If we try to design an experience without clearly defining the user and business goals, we’ll end up creating tools no one uses, we’ll have CTAs that no one clicks on, and ultimately, we won’t be doing much to support the success of either the users or the business. Doesn’t sound so great, does it? That’s why at Cloudberry, defining a list of user and business goals is an essential part of our process to create good experiences.
So, how do we get there?
Define User Goals
We start with collecting information during our discovery phase, which may include user and stakeholder interviews, surveys, and analytics. These aren’t just aims that we think the users want, but rather tangible objectives that we’ve done our due diligence to identify. We typically document user goals in the form of a prioritized list, allowing us to determine the most important aspects of the project. We do our best to think of the goals the same way the users do. For example, if your business offers retirement plans, a user probably doesn’t come to your site with the goal of using a retirement tool, but rather with the goal of seeing if they are on track for retirement.
Uncover Introduced Goals
These are the goals the user identifies only after interacting with the product. As an example, let’s revisit the idea of the retirement website. Imagine you visit a retirement site because you want to check the status of your 401(k) account. On the site, you decide to use a new tool that reveals you won’t have enough in your 401(k) to retire given your current trajectory. Uh oh. Now you may suddenly want to increase your contributions, which is what we’d consider an introduced goal.
Define Business Goals
These come from the stakeholders involved in the project and are equally as important as user goals. Often times many business goals align with the user goals, and there are almost always a few that don’t overlap. Some of these business goals are created because stakeholders often know things the user needs that the user might not be fully aware of. Others are created because the business needs to increase subscribers, clicks, etc.
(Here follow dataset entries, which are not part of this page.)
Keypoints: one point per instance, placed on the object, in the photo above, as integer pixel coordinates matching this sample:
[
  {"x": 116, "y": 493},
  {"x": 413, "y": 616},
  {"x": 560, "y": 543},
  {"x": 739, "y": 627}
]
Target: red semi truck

With all these goals to consider, you may at this point be asking yourself, what happens when your business goals don’t quite match up with your user goals? In other words, how do you make everyone happy?
Create a Master List
Well, we have answers. An important step in the discovery phase of a project is to create a prioritized master list of goals that incorporates both the user and business goals. Often this will mean decreasing the priority of some user goals that were once high up on the list because they are not important or feasible for the business (e.g. “I need 24/7 live support”). As a UX agency, it’s our job to ensure the user goals and business goals are balanced so the end product can provide a good experience to the user while still meeting business objectives.
Now that you have your list of goals, it’s time to take action. This list of prioritized business and user goals is the starting point of defining features, information hierarchy, and the information architecture of the project. Here’s how it could fit in to that retirement website we’ve been talking about. Let’s say your user comes to the site thinking, “I want to know what my 401(k) balance will be when I’m 60.” On the other hand, a top business goal is to encourage users to contribute more to their retirement plans. This would be a great time to think about the introduced goals that we mentioned earlier. By incorporating something like a balance projection calculator on the homepage with a CTA driving the user to read more about how to increase that number—voila!—you’d be meeting both the user goals and the business goals.
As UX practitioners, our main responsibility is to create experiences that allow users to do what they intended to with as little difficulty as possible. Having a clear vision of what the user aims to do and balancing that with business needs will keep you on track to accomplishing this.